The Governor quickly passed his fiddle and bow into the hands of the warden, knelt beside Charley Wolfe, and swept back from the clammy brow the thick, dead-black hair. He lifted the lean face, saw a trace of red at each corner of the quivering, sensitive mouth, and knew. Charley Wolfe no longer had a secret.

"He's got the bugs, sure," very sympathetically said Bully McCrary, who also had seen. "He's got 'em, sure."

"Warden," the Governor asked, "how much is there left of this boy's sentence?"

"Let's see: with eight months counted off for good behavior—about three more months, sir."

The executive went to his feet. "I'll see that he's pardoned at once, Warden. While the matter is being arranged, keep him in the hospital; and tell the doctors to give him plenty of medicines and instructions when he starts for home—don't forget it."

"If you don't mind," Charley Wolfe murmured, rising with his father's help, "I'd like to stick it out, sir. I consider that this is a debt I owe. A Wolfe always pays his debts, and tells the truth, and keeps his word. I—I want to stick it out."

"You're going home," frowned Old Buck. "You've got to go, so you can get well. We'll be there with you, in about three more months. Don't say anything against it, Charley."

He was still the chief of the Wolfes. There was no disobeying him. Before the sick young man's mental vision there flashed scenes of home and loved ones and the majestic dim-blue mountains with their trees and rocks and sparkling streams. A great longing came to him, the longing he had fought away so many times. He caught the Governor's hand.

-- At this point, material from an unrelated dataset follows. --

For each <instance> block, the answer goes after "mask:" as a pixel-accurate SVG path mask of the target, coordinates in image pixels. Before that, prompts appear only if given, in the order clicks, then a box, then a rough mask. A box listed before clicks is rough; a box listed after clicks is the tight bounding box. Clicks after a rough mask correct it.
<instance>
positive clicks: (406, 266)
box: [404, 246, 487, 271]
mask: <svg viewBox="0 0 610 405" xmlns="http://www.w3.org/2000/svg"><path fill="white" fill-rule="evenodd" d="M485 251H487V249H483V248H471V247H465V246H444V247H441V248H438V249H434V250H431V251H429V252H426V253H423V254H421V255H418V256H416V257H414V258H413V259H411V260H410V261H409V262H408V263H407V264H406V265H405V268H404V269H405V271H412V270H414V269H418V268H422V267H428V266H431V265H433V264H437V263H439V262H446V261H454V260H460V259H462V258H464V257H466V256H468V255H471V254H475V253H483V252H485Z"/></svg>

Three months later, the rest of the Wolfes walked proudly out of the State's prison and started for the railway station. They were dressed in the clothing of Southern gentlemen, and they attracted no little attention on the street.

"Say, but we're sure goin' to miss 'em," remarked Bully McCrary to Pale Tom Ledworth. "Look at Warden Gray; even him, he's got that I-wonder-will-I-ever-be-happy-again look on him. Say, take this from me, Pallid, them was all men, them Wolfes."

"It's not being free that makes them so glad," Pale Tom replied in his soft voice. "They had a letter from home this morning, and it told them that Charley was improving rapidly. That's what makes them so glad."